More than 90% of Colombians are against fracking in Colombia, according to a poll taken this Monday. The ecological stakes are high – Colombia has the second highest biodiversity of any nation on the planet, and has 10% of the Amazon rainforest within its borders.
There is, however, big money to be made by fracking in Colombia: oil reserves currently reach 2 billion barrels, equivalent to about 5 years of supplies. According to President of EcoPetrol Felipe Bayon, fracking would increase reserves by between 2 billion and 7 billion barrels.
President Duque made numerous promises during his election campaign that there would be no fracking under his presidency: many of Duque’s election promises have, however, turned out to be false.
Tatiana Roa told us that, given the extractivist model of government and economy in Colombia, a U-turn is not unlikey: “The promise of the president was never credible for us. It was not a surprise to us that Duque initiated conditions in favour of fracking after his campaign.”
There are, in fact, two fracking exploration projects already underway in the Magdalena Medio region of Colombia.
Though Duque himself pointed out repeatedly during his election campaign that fracking would put Colombia’s underground water sources and its biodiversity at risk, as well as expose the country to further seismic activity.
Minister for Mines and Energy María Fernanda Suárez announced a serious and concerted effortto convince President Duque, among others, that fracking can be done in a responsible and safe way. Silvia Gomez, director of Greenpeace in Colombia, says that this is simply not possible.
The report did acknowledge and accept a number of submissions and recommendations by expert groups about the risks of fracking, the lack of adequate information about the possible effects on Colombia, and Colombia’s weak institutions. Nevertheless, the panel recommended that further exploration is carried out.
Colombia: too weak to frack?
In the light of the huge ecological damage caused by mismanagement of the Hidroituango Dam in recent weeks, there is a serious question around the competency of the Colombian government to manage or oversee such a project.The National Environmental Licensing Authority has recognized that it does not have the capacity to monitor mega-projects.

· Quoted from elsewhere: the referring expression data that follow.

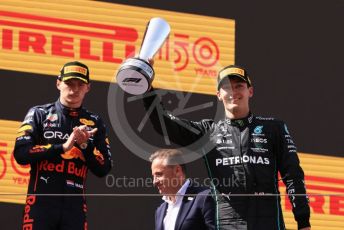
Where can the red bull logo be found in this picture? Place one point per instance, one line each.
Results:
(74, 152)
(70, 168)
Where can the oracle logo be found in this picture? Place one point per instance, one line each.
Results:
(66, 38)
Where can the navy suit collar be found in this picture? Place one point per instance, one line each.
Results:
(160, 216)
(185, 206)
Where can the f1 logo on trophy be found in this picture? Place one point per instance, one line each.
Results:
(136, 74)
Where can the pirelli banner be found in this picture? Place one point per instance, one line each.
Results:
(39, 36)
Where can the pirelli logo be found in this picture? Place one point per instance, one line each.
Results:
(66, 38)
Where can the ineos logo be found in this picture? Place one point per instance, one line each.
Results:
(259, 140)
(131, 79)
(55, 134)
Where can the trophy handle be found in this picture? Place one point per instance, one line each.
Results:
(156, 32)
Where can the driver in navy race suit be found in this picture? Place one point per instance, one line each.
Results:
(247, 149)
(61, 141)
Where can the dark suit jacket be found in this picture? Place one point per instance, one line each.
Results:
(196, 211)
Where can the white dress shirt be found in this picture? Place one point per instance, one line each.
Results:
(173, 208)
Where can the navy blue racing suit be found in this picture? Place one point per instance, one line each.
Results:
(55, 197)
(245, 158)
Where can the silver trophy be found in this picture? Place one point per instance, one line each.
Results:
(136, 74)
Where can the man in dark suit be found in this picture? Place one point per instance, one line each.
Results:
(185, 207)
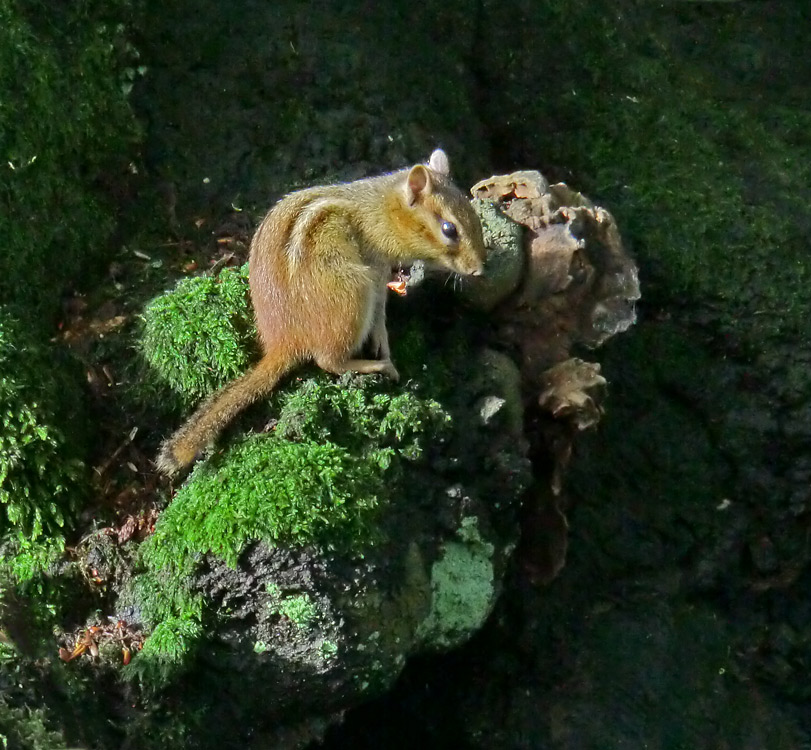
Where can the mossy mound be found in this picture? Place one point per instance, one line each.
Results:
(200, 335)
(320, 479)
(41, 476)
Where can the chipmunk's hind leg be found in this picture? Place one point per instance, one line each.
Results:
(384, 366)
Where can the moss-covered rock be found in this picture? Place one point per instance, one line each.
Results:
(201, 334)
(308, 548)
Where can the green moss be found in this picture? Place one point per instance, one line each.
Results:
(320, 478)
(298, 608)
(66, 127)
(27, 728)
(200, 335)
(40, 473)
(267, 489)
(706, 174)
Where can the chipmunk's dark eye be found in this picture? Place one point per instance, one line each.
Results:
(449, 230)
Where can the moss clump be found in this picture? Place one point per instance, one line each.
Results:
(26, 728)
(267, 489)
(200, 335)
(40, 473)
(320, 478)
(64, 140)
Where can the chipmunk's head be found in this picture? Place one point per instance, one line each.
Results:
(448, 232)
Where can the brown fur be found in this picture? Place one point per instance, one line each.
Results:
(319, 263)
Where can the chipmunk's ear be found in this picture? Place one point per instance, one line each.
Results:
(418, 183)
(439, 163)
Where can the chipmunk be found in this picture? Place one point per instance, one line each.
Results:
(319, 263)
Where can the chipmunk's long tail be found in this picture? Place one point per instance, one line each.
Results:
(180, 450)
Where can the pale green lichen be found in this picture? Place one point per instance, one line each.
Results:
(463, 588)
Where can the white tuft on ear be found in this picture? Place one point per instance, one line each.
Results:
(418, 184)
(439, 163)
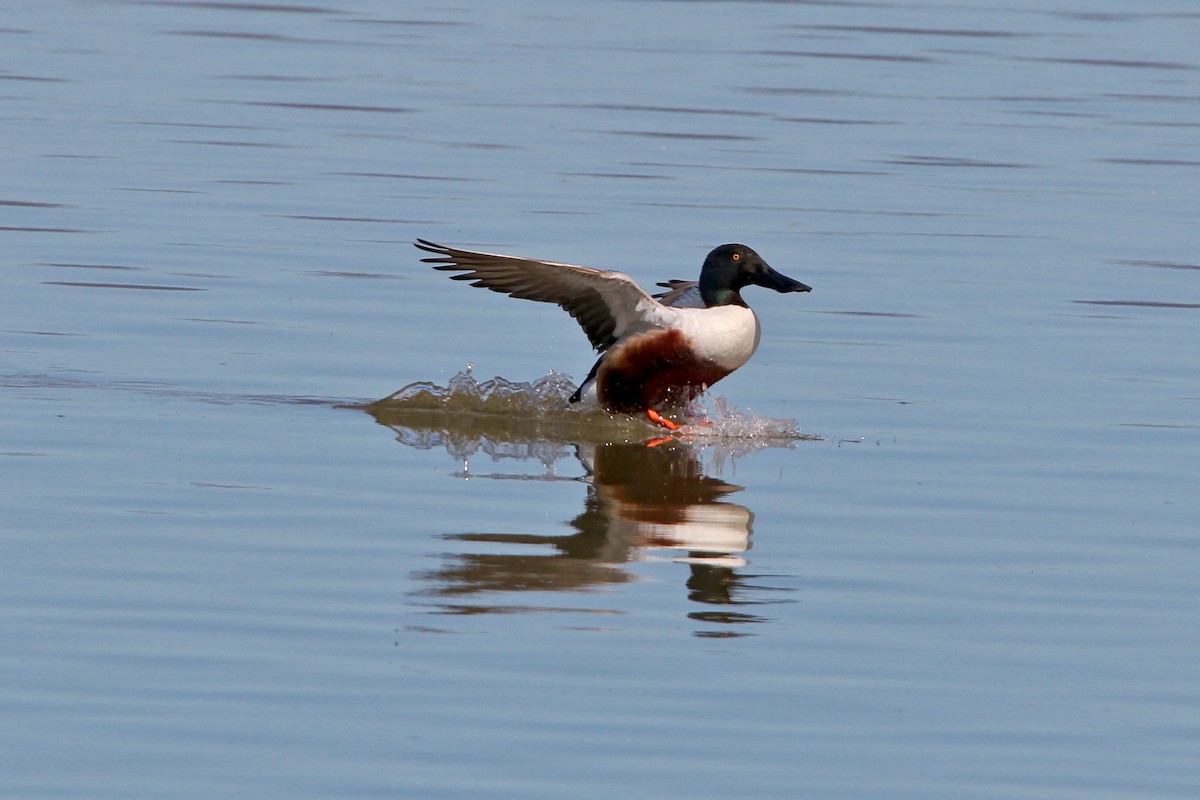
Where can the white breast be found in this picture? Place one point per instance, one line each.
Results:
(725, 335)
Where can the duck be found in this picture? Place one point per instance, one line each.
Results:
(657, 352)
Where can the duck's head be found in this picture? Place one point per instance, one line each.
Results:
(730, 268)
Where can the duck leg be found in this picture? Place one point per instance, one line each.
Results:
(658, 419)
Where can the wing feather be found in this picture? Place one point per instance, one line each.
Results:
(681, 294)
(606, 304)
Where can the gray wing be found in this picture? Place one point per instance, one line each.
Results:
(681, 294)
(605, 302)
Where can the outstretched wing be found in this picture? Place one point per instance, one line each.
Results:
(606, 304)
(681, 294)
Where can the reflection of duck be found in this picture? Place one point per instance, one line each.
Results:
(660, 498)
(653, 353)
(640, 499)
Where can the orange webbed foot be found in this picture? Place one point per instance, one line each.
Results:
(658, 419)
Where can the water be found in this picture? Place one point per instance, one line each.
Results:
(967, 570)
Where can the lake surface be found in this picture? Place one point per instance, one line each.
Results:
(945, 546)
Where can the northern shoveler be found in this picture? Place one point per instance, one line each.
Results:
(657, 350)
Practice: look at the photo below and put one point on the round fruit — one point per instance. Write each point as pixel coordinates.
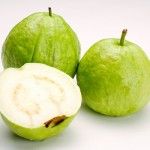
(38, 101)
(114, 77)
(42, 38)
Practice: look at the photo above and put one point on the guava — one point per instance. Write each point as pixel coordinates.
(42, 38)
(38, 101)
(114, 77)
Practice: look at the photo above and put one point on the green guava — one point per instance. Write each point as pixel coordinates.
(114, 77)
(42, 38)
(38, 101)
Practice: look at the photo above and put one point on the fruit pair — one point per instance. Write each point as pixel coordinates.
(114, 77)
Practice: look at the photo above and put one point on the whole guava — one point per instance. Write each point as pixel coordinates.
(114, 77)
(42, 38)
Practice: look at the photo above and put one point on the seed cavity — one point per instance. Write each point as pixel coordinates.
(55, 121)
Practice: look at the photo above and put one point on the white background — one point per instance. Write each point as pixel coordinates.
(92, 20)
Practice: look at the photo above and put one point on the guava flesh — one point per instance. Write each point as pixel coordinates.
(38, 101)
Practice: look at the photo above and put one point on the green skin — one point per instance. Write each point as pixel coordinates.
(114, 79)
(40, 133)
(42, 38)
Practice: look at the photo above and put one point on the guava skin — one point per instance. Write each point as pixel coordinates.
(44, 39)
(114, 80)
(40, 133)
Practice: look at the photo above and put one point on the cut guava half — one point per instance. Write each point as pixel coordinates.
(38, 101)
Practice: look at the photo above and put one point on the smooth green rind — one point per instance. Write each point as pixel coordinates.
(44, 39)
(40, 133)
(114, 80)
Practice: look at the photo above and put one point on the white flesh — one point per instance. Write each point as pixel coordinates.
(36, 93)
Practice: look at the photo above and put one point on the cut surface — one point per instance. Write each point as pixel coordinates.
(36, 93)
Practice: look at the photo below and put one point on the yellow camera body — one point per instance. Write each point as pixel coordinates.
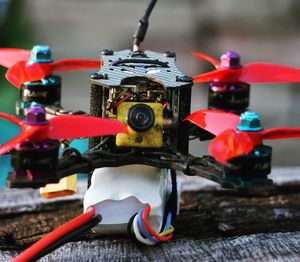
(151, 138)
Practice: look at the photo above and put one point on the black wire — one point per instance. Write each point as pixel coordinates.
(171, 205)
(68, 237)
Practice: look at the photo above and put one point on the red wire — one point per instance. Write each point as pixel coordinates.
(55, 235)
(148, 227)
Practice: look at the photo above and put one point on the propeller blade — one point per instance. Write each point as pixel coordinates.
(269, 73)
(220, 75)
(207, 58)
(27, 133)
(280, 133)
(23, 72)
(214, 121)
(71, 127)
(230, 144)
(10, 56)
(75, 64)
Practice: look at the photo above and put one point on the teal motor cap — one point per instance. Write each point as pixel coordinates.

The commission and environmentalists alike expressed concerns about Colombia´s institutions being capable of meeting the demands which fracking would bring, including stronger transparency and oversight, and more civic participation.
President Duque has yet to publicly respond to the recommendations, but three anti-fracking bills are pending in Congress. Two seek to ban fracking, the other would establish a moratorium until there is enough research to make an informed decision.
Activism around big industry, especially extractive projects in rainforest areas, is among the most deadly in the world, reported International human rights group Frontline defenders. In the context of the recent spate of killings of activists and social leaders in Colombia, the possibility of more mega-projects and big industry are even more disquieting.